Termine impugnazione aggiudicazione e accesso atti limite 45 giorni (Cons. Stato n. 10559 del 31.12.2024)
Principi di diritto (Massima)
Il termine per impugnare l’aggiudicazione decorre dalla piena conoscenza degli elementi di illegittimità, ma non può eccedere il limite di 45 giorni dalla comunicazione dell’aggiudicazione stessa, operando quale termine secco di decadenza. La sospensione del termine per effetto dell’istanza di accesso agli atti presuppone che l’istanza sia proposta tempestivamente, e cioè prima della scadenza del termine ordinario di impugnazione. Il concorrente che, disponendo già degli atti di gara, ometta di attivare l’accesso nei termini non può invocare la tardività del ricorso come conseguenza della condotta della stazione appaltante. Il provvedimento che conclude positivamente la verifica di conformità presupposta alla stipula, adottato in mera esecuzione di una pronuncia giurisdizionale, non è autonomamente lesivo se la sua illegittimità non sia contestata nei termini.
Il Fatto
Una società ha impugnato, con ricorso integrato da motivi aggiunti, il provvedimento con cui la stazione appaltante ha concluso positivamente il controllo di conformità previsto da una clausola del disciplinare di gara in relazione ai prodotti offerti dall’aggiudicataria, il conseguente nulla osta alla stipula dell’accordo quadro e l’aggiudicazione disposta in esecuzione di una precedente sentenza del Consiglio di Stato.
Il TAR Lazio ha dichiarato irricevibile il ricorso per tardività, rilevando che l’atto introduttivo era stato notificato dopo 51 giorni dall’aggiudicazione. La ricorrente ha appellato, sostenendo che solo la verifica di conformità fosse lesiva e che l’aggiudicazione, adottata in esecuzione della pronuncia, non richiedesse autonoma impugnazione entro i termini.
La Motivazione della Corte
Il Collegio ha respinto l’appello, confermando la declaratoria di irricevibilità. La questione centrale attiene all’individuazione del termine di decadenza per l’impugnazione dei provvedimenti di affidamento dei contratti pubblici nei casi in cui i vizi siano conoscibili solo in esito all’accesso agli atti di gara.

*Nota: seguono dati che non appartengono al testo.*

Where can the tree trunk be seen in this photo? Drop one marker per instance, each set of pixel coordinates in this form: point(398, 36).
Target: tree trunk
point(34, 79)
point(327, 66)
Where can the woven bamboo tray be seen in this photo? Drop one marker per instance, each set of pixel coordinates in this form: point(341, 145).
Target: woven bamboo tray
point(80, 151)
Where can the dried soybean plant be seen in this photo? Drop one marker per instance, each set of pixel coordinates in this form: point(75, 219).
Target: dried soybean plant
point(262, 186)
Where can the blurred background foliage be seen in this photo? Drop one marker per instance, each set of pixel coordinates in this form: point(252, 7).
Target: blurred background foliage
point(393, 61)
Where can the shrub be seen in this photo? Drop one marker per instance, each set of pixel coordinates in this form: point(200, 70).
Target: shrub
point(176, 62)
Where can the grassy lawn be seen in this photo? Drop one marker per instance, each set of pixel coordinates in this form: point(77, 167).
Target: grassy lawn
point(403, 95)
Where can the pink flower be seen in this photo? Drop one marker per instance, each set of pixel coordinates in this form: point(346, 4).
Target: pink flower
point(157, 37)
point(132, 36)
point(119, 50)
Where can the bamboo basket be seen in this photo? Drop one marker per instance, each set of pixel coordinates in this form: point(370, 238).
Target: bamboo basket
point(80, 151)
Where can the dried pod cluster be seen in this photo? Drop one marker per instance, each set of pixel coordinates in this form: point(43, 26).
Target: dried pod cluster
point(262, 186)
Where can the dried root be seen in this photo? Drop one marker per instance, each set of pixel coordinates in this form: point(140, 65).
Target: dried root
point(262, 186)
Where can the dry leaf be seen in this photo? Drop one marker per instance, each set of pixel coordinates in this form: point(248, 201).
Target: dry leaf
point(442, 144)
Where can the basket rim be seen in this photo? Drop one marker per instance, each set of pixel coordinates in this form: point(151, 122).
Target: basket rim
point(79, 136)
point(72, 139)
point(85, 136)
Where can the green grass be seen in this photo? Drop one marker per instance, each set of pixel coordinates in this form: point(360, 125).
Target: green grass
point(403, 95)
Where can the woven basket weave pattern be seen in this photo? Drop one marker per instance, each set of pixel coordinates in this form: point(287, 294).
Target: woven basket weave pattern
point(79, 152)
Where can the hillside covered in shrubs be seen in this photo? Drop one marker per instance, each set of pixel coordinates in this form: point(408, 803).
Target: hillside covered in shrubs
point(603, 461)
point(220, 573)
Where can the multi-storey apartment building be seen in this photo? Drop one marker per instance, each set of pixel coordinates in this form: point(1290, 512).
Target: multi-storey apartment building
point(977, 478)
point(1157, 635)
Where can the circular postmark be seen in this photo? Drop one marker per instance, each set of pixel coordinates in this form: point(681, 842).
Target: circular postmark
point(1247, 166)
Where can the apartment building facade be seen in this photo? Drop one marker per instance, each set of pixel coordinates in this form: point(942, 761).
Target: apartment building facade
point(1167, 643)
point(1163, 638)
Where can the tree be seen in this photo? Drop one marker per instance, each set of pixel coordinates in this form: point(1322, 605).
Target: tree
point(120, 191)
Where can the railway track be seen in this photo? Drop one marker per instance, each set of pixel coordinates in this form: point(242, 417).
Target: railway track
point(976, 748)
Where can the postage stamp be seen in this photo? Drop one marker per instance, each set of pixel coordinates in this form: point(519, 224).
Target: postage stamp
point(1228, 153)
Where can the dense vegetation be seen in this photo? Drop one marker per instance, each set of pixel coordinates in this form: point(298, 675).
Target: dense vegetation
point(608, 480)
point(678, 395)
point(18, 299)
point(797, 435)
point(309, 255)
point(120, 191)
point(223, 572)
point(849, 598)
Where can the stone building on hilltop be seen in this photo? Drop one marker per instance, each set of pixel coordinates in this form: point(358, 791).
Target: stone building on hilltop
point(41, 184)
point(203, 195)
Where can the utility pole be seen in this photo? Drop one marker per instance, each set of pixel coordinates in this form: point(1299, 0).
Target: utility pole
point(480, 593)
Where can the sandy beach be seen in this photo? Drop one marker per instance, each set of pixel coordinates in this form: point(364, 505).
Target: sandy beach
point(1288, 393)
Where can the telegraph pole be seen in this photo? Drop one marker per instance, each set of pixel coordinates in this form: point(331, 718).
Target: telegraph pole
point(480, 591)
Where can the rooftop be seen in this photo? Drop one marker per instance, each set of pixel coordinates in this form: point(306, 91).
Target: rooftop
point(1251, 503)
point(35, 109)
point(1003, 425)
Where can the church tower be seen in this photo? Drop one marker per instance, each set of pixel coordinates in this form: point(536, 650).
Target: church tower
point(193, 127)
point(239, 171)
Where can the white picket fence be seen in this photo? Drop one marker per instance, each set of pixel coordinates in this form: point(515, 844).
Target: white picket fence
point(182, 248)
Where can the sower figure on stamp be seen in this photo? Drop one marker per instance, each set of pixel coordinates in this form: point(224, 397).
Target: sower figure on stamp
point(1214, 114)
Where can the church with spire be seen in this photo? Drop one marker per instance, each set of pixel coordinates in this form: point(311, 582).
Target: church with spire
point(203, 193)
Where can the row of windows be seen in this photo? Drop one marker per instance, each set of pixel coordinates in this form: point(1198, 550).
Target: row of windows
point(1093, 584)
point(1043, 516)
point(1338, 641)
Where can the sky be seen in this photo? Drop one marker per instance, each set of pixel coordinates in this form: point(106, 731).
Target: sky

Il Consiglio di Stato ha aderito all’orientamento secondo cui il termine per impugnare l’aggiudicazione è pari al massimo a 45 giorni, configurandosi come termine secco, ferma restando la facoltà di proporre motivi aggiunti per i vizi conosciuti successivamente. Il differimento del termine per effetto dell’istanza di accesso opera solo se l’istanza è proposta tempestivamente.
Nel caso concreto, la ricorrente era già in possesso, dal 2 agosto 2023, degli attestati di certificazione e delle schede tecniche trasmessi dall’aggiudicataria. La successiva istanza di accesso del 20 ottobre 2023 era limitata ai soli rapporti ufficiali di prova, senza più richiamare gli attestati di certificazione, a conferma dell’avvenuta conoscenza dei documenti.
La Corte ha ritenuto dirimenti il provvedimento con cui la stazione appaltante aveva dichiarato efficace l’aggiudicazione e il verbale di consegna in via d’urgenza, entrambi depositati nel fascicolo di primo grado. Da tali atti emergeva che, almeno dal 31 gennaio 2023, la ricorrente era consapevole dell’avvenuto svolgimento della verifica postuma di conformità, potendo pertanto richiedere l’accesso ai certificati e ai rapporti di prova nei termini.
Ne è conseguita la tardività dell’istanza di accesso del 30 maggio 2023 e la conferma dell’irricevibilità del ricorso e dei motivi aggiunti, in quanto privi di autonomia rispetto all’atto introduttivo. L’appello è stato respinto, con condanna dell’appellante alla rifusione delle spese di giudizio.